Labor will also be moving two amendments designed to increase the transparency of ACMA. The first amendment addresses the process that ACMA must follow in dealing with a conflict of interest on the part of an ACMA board member. Where an ACMA board member has disclosed a conflict of interest in relation to a specific matter and the board has allowed that member to continue to act on that matter, the amendment will require that it be publicly disclosed. This amendment is designed to avoid the outrageous situation that recently arose in relation to the conduct of the former Chair of the ABA, Professor David Flint. This is a bloke who still does not get it. He is still railing about it today: the unfairness and the injustice of it all. He did not understand the meaning of the words ‘conflict of interest’, and ultimately his own board was so embarrassed by him that he walked the plank. So let us get it all out in the open. The amendment is designed to ensure that, in situations like this, conflicts are brought to light more quickly than has been the case in the past.

Labor’s second amendment requires ACMA to include in its annual report details of the number and types of complaints received by ACMA concerning alleged breaches of the Broadcasting Services Act and related codes of practice. This amendment is designed to bring ACMA’s broadcasting reporting requirements more closely into line with its telecommunications reporting requirements and to increase the transparency of ACMA’s activities. The committee heard substantial evidence that to date the ABA has not taken effective enforcement action in response to complaints about alleged breaches of broadcasting regulation. This amendment is designed to increase the transparency of the ABA’s enforcement activity in order to better hold it accountable to its regulatory responsibilities. Labor considers that these amendments, while not substantial, will increase the accountability of ACMA to the public.

Finally, we note that the inquiry by the Senate committee into the ACMA Bill also raised a number of questions about the broader telecommunications regime. In this regard, the ACMA Bill is a worrying sign of things to come from this government. The bill fits into a long line of regulatory cop-outs from this government in the communications sector. While not directly within the scope of its inquiry, the committee heard much evidence from industry participants concerning the ineffectiveness of the telecommunications competition regime.

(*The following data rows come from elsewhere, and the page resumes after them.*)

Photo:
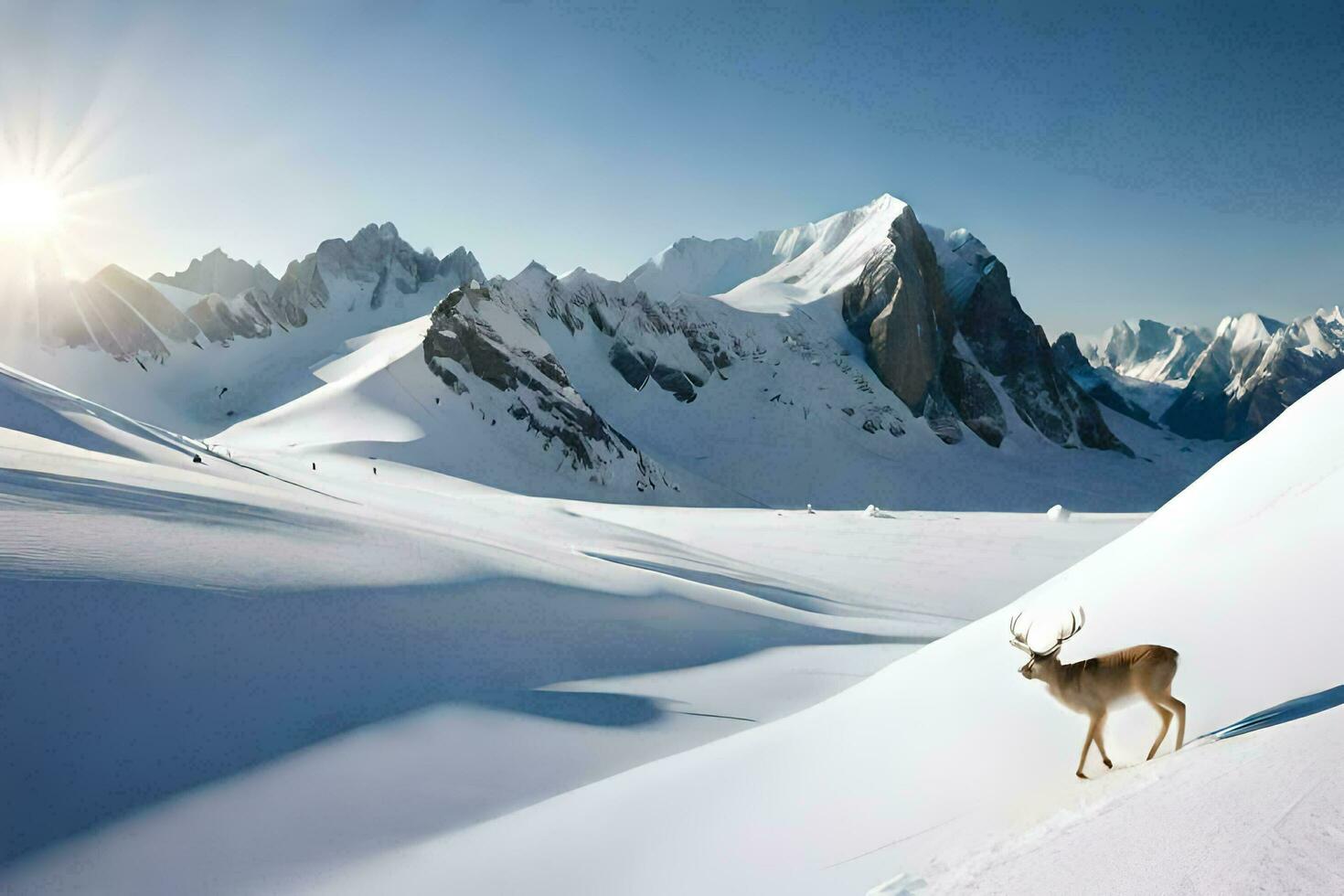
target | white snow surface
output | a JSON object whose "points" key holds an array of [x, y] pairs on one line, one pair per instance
{"points": [[821, 258], [948, 763], [283, 672], [797, 391]]}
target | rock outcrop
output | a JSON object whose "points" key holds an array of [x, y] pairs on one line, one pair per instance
{"points": [[933, 349]]}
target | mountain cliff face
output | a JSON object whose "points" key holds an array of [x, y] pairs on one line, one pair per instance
{"points": [[218, 357], [1243, 377], [1098, 382], [217, 272], [901, 308]]}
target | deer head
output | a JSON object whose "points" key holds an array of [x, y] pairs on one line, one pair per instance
{"points": [[1041, 664]]}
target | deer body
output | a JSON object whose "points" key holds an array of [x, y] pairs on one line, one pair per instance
{"points": [[1094, 686]]}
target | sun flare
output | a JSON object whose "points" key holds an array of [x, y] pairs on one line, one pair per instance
{"points": [[30, 208]]}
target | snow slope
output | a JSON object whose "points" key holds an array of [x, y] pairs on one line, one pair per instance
{"points": [[938, 756], [279, 669]]}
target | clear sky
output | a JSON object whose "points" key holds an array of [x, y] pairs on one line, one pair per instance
{"points": [[1168, 162]]}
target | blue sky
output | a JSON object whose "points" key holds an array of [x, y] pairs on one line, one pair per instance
{"points": [[1167, 162]]}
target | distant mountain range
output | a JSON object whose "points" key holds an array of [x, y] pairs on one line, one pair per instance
{"points": [[1223, 384], [863, 357]]}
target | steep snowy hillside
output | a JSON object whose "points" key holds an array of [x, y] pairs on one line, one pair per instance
{"points": [[949, 756], [377, 658], [709, 266], [195, 363]]}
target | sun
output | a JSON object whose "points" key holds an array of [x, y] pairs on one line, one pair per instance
{"points": [[30, 208]]}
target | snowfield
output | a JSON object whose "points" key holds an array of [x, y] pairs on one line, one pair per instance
{"points": [[271, 672], [519, 589], [945, 769]]}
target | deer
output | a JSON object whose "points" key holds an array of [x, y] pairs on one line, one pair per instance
{"points": [[1093, 686]]}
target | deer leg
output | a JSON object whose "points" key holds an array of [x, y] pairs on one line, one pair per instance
{"points": [[1101, 744], [1179, 709], [1167, 721], [1092, 735]]}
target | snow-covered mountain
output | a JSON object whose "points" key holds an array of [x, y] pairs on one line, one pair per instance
{"points": [[578, 386], [217, 272], [479, 672], [1148, 351], [1243, 375], [1253, 368], [872, 361], [197, 361]]}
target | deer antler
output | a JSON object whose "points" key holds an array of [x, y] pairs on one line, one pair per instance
{"points": [[1075, 626], [1019, 640]]}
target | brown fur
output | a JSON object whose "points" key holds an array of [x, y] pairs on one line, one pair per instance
{"points": [[1093, 686]]}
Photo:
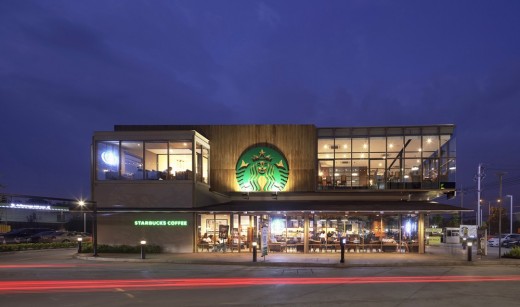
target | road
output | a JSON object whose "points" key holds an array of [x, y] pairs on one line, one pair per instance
{"points": [[54, 278]]}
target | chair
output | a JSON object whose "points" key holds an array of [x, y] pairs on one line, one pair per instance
{"points": [[328, 181]]}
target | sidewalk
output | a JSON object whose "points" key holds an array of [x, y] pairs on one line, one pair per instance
{"points": [[452, 255]]}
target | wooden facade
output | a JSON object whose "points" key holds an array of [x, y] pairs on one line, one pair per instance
{"points": [[228, 142]]}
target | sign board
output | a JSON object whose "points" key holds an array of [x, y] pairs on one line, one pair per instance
{"points": [[468, 231], [264, 241]]}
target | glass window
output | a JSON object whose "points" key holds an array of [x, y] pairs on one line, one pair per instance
{"points": [[430, 146], [325, 148], [132, 160], [325, 174], [202, 163], [413, 147], [155, 161], [180, 160], [107, 160]]}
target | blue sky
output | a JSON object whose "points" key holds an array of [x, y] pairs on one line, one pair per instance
{"points": [[69, 68]]}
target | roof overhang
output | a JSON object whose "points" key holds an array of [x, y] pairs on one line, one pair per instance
{"points": [[270, 206]]}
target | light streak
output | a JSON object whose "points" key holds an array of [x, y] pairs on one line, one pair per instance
{"points": [[24, 286]]}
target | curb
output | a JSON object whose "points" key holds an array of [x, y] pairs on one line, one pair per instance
{"points": [[347, 264]]}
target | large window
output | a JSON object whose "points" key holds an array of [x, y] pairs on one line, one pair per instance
{"points": [[151, 160], [386, 158]]}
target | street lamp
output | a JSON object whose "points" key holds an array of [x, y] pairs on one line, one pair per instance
{"points": [[94, 223], [82, 206], [511, 214]]}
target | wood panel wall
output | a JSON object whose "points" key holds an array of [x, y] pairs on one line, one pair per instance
{"points": [[228, 142]]}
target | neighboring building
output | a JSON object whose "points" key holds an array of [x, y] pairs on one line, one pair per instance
{"points": [[290, 185], [17, 211]]}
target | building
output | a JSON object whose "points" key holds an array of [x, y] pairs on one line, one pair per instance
{"points": [[292, 188]]}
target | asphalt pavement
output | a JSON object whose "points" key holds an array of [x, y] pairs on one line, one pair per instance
{"points": [[442, 255]]}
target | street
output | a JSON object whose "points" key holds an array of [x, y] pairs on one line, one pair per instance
{"points": [[55, 278]]}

The Labor Party is concerned that this bill demonstrates what the country can expect when it comes to the regulatory reforms necessary when the Telstra sell-out begins. No doubt the government’s response to privatisation will be more of the same as we have seen here. On current form we can expect the government to avoid making the tough decisions for telecommunications regulation. We can expect the government to privatise and hope that it all turns out okay down the track—privatise and hope that the bureaucrats can work out how to control the 900-pound gorilla the government has just let out of its cage. Of course, when the government brings this lazy policy approach to privatisation, the result will not be something marginally better than the status quo, as will result from this ACMA Bill. Instead, when the government privatises without taking the tough decisions on the regulatory reform required to accommodate a fully privatised Telstra, the result will be a catastrophic disaster for competition and consumers. That being said, the Labor Party will support the legislation.